Motilal Banarsidass, 2002

Anandamayi Ma

Sa vie et son œuvre


Ma est née le 30 avril 1896 dans un village appelé Kheora au Bengale oriental. Elle a été nommée Nirmalâ Sundarî Devî. Nirmalâ signifie " la pure ", Sundarî, " la belle ", et Devî signifie " déesse ".
Ce " Devî " est souvent donné comme épithète à la suite du nom d'une fille Brâhmana. Ses parents étaient issus d'une caste élevée de Brâhmana. On dit que plusieurs panditas érudits sont issus de la famille de sa mère. On raconte qu'une femme de la famille mit son doigt dans le feu, alors que les restes mortels de son mari étaient consignés dans les flammes, pour savoir si elle ressentait de la douleur, puis se jeta en chantant dans les flammes.

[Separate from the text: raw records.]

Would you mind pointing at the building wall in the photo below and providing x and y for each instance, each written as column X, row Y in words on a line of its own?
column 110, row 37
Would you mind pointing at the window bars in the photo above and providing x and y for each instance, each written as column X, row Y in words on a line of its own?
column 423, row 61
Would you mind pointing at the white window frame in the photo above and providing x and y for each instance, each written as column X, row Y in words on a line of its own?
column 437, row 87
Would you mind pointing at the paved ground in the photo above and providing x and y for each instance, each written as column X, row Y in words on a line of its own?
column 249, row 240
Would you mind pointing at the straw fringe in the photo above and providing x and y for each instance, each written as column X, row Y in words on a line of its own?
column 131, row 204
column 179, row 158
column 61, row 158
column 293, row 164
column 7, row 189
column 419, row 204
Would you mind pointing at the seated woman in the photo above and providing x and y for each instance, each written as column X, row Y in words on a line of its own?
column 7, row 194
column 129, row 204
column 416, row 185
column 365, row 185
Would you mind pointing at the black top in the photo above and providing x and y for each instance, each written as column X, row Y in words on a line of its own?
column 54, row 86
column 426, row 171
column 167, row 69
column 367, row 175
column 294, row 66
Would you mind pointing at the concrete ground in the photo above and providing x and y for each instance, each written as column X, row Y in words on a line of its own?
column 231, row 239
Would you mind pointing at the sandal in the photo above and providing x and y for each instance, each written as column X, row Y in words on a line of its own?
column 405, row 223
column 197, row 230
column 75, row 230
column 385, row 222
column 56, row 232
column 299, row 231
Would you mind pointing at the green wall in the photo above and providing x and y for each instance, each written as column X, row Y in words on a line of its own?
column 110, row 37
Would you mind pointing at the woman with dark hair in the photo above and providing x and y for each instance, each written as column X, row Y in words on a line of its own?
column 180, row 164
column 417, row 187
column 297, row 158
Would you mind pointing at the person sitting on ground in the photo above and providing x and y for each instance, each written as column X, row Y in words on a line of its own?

Selon la tradition, une telle (auto-)immolation n'est considérée comme rédemptrice que lorsque la femme qui suit son mari dans la mort a atteint un tel niveau de perfection religieuse qu'elle ne ressent aucune douleur au cours du processus.

La maison dans laquelle Mâ est née était entourée de celle de pauvres fermiers musulmans avec lesquels la famille hindoue vivait en bonne intelligence. Deux faits sont rapportés à plusieurs reprises sur l'enfance de Mâ. J'en cite quelques exemples : La famille avait remarqué que l'enfant Nirmalâ, après avoir appris à parler, mentionnait parfois des choses qui s'étaient produites peu après sa naissance, comme la visite d'un parent ou l'abattage d'un arbre. J'ai également entendu dire que ses parents s'inquiétaient pour la fillette, car, contrairement aux autres enfants, elle parlait avec les animaux et les plantes, apparemment aussi avec des créatures invisibles et était souvent distraite pendant des périodes relativement longues.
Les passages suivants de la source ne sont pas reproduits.